In the last article, I covered how to improve sprinting in broad strokes. This week I am going to cover some details specifically concerning training factors that have a sprinting focus.
Speed, Force, Muscle Endurance, Anaerobic Endurance, Power, and Power Endurance are the training factors that play a role in improving a cyclist’s ability to sprint. However, I did add a caveat in the previous article about these training factors that they “may or may not help you improve your sprint”. So let’s look at the specifics of each factor and how they may or not benefit your efforts to improve your sprinting.
Leg speed is necessary to become a better sprinter
It may look like I write about cover high cadence development pretty frequently. The reason is that it’s often the quick adaptations that can have almost miraculous results for beginning cyclists. In as little as 4-6 weeks the average beginner can go from being a pedal masher to a high cadence rider. However just because you can ride your favorite course and Avg. 90RPM or better doesn’t mean it’s going to translate into the kind of leg speed necessary for delivering faster sprints. When an athlete employs workouts in lower gearing and quick bursts of high cadence intervals not only will their Avg. cadences improve but they will now have the neuromuscular ability to surge and the ability to set up for a sprint quicker than a pedal masher. I don’t often prescribe high cadence drills to those trying to improve their sprint as they usually are already capable of answering to surges in tempo and have higher than 90RPM averages.
Force is the raw ability to apply pressure to the pedals
In an effort to build explosive power an athlete will have to work at higher intensities applying heavier loads in an effort to recruit all possible muscle fiber types. Both anaerobic (Fast-twitch) and aerobic (slow-Twitch) need to be developed to generate the most force possible. The problem is that at maximum loads the anaerobic processes contract so forcefully that aerobic fibers won’t be used. To minimize this effect force training will use workouts that limit anaerobic takeover. I will often create several types of force workouts throughout a season for most athletes I coach.
Muscle endurance will give the ability to hang on to speed and force longer
Often the combination of strength and endurance training will result in muscles having the ability to perform more work. Longer, at higher intensities than the body, could before starting muscle endurance training. Muscle endurance is one of those key training factors that just doesn’t benefit a specialist but can improve the performance of any cycling discipline.

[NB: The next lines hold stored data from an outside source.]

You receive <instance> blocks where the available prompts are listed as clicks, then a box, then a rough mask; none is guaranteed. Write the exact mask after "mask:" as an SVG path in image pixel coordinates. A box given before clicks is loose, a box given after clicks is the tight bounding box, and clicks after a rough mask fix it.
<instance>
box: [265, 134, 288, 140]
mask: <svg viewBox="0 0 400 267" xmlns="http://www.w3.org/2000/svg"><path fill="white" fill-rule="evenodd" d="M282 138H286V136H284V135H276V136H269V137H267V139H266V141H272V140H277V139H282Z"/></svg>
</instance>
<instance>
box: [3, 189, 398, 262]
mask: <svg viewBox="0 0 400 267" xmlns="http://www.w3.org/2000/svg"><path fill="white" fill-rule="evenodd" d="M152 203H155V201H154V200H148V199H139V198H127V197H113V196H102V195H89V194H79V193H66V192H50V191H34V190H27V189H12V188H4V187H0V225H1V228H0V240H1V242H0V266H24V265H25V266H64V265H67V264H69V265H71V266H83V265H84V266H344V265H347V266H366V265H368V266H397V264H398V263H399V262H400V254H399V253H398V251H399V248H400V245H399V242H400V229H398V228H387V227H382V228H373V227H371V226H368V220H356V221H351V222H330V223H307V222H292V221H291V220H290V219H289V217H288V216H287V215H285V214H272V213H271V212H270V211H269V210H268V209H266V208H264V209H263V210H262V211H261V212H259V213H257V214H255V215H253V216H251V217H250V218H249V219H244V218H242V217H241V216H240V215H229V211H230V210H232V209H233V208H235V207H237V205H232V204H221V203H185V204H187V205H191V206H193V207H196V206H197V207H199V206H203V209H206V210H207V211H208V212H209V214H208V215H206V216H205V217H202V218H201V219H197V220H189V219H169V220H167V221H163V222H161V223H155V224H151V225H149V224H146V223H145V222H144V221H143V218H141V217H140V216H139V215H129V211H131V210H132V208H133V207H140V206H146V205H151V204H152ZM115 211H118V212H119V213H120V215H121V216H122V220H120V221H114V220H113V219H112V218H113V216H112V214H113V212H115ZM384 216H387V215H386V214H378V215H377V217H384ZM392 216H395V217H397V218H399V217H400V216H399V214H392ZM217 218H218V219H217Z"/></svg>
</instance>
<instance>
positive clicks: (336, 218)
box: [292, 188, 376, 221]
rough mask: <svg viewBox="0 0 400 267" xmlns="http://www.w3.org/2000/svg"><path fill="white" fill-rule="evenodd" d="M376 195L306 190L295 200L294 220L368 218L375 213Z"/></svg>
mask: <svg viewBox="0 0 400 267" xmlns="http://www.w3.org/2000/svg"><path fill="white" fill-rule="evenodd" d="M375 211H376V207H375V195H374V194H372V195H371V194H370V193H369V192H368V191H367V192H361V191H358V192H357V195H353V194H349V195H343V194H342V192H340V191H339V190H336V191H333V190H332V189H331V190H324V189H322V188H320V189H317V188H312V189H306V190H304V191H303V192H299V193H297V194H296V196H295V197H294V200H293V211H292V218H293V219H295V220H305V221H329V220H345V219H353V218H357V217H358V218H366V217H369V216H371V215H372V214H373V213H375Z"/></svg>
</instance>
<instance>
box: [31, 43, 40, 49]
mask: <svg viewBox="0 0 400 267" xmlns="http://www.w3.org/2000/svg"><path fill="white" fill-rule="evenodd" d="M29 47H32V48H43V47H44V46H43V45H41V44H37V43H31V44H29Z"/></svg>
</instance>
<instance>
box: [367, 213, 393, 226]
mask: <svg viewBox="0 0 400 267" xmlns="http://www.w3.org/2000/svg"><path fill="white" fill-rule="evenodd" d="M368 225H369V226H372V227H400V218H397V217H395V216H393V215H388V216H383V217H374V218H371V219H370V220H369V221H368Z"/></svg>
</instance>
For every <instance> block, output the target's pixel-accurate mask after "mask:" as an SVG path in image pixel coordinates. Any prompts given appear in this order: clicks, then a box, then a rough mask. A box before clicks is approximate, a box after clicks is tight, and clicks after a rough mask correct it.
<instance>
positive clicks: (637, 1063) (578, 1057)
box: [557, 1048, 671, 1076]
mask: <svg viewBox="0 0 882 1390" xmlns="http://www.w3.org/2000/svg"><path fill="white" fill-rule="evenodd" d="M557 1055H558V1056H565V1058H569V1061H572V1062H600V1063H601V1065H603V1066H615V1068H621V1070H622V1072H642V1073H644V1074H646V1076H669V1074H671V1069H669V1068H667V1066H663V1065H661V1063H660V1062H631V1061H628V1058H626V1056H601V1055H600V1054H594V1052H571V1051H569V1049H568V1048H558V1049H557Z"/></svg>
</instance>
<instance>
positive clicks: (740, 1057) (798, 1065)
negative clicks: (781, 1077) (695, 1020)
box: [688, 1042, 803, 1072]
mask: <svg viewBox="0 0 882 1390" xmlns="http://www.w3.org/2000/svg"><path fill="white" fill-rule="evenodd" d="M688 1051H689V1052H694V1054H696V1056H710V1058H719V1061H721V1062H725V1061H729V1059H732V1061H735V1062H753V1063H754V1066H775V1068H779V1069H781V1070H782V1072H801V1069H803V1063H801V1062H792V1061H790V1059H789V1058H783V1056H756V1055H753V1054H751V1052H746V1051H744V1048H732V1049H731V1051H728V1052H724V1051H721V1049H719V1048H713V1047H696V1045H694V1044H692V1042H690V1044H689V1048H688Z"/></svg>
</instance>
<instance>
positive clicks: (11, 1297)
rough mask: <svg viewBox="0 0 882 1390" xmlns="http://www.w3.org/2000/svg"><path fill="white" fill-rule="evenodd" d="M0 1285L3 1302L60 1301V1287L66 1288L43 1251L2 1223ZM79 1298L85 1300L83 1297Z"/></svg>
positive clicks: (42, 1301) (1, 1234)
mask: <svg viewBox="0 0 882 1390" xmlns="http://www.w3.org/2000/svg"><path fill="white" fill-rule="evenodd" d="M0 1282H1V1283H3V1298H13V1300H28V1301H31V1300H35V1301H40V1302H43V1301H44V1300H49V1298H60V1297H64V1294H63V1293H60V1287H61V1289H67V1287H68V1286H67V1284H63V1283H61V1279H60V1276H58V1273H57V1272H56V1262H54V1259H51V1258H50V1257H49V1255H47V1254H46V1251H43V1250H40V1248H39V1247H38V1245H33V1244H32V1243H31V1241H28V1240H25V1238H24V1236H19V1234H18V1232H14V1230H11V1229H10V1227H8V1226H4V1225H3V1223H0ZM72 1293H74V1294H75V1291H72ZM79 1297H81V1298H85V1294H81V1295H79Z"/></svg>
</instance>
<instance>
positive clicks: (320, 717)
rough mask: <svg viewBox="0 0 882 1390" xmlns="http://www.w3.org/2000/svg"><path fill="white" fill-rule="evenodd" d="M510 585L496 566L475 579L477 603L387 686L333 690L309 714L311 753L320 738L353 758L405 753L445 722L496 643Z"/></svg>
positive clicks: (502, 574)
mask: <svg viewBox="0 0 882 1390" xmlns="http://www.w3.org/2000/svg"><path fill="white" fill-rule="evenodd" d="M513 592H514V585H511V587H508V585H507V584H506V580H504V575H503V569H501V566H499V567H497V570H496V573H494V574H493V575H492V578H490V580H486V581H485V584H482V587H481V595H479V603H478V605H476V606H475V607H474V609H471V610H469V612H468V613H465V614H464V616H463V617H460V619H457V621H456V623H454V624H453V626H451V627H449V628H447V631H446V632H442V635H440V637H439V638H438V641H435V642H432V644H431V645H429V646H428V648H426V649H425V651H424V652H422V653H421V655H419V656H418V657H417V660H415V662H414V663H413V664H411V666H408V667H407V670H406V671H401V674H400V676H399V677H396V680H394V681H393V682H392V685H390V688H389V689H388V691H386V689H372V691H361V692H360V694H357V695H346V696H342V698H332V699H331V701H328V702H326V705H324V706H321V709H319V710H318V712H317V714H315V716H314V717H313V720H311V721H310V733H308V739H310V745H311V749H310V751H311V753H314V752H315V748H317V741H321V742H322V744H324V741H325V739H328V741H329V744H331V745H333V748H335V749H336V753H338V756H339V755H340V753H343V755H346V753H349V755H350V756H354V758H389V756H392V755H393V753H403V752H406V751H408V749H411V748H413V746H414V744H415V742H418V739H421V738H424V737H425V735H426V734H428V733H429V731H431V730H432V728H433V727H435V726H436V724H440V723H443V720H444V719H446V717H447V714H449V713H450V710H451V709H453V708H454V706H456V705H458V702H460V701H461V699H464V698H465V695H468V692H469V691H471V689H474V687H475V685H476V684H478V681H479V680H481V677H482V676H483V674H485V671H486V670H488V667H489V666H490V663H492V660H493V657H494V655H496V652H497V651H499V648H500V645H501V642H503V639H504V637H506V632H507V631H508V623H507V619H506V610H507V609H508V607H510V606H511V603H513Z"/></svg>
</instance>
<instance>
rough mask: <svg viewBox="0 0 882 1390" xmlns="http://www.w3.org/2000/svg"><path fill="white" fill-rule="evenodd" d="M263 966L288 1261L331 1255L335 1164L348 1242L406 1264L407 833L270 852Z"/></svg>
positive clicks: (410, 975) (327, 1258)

Anaerobic Endurance is the ability to increase your bodies ability to utilize glycogen over oxygen
High-intensity efforts lasting from 1 second to 60 seconds are the efforts that utilize more glycogen and ATP over oxygen. So going without oxygen is the meaning behind the term anaerobic. However, it has been found that we are still consuming oxygen but the vast majority of energy is anaerobic at the 1-60 second time frames. After the base, training has concluded the sharp end of most training programs are going to include Anaerobic Efforts even if that’s not what the workout is specifically labeled as.
Power describes many measurements over a curve but sprinting only covers a small part of the curve
Power is typically described as the ability to apply maximum force in the shortest amount of time possible. Without getting myself in trouble with other “power” mavens and copyrighted sports science publications I will describe power as being measurable across time curves. We measure maximum power over this timeline from approx. 1 second to 90 minutes. Of course, as a sprinter, we need to look at power from 1 second to 60 seconds. Maximum power at 1 second will not be the same as 5 seconds this is due to fatigue. Power distribution across sprint will then look like a curve.
Power endurance is all about how long you can hang on to the maximum amount of power
We don’t want to fatigue too much between these measured points on a power curve. Typically I measure any fatigue greater than 4-6% as a deficiency in performance and prescribe workouts to improve them.
Prescriptions for improving sprint performance
Most sprinters will find they have a hole in their curve. This hole most often presents its self in the 1, 3, 5, – 10-second measures. However, I have coached some athletes that have strong explosive abilities but lack the power to hold on in the 15, 20, 30 seconds necessary to hold off competitors.
In the cases where athletes fatigue in the 1-10 second range, I will prescribe explosive force work early on and follow up with shorter and more intense intervals.
Explosive force work would consist of an appropriate number of Pedal Stomps, Big Ring Hill Climbs, or what are commonly called force reps. For those that fade after the jump in the 15-30 second range, I will prescribe form sprints, full sprints, hill cruise intervals, and or have them attack frequently in group and team training rides.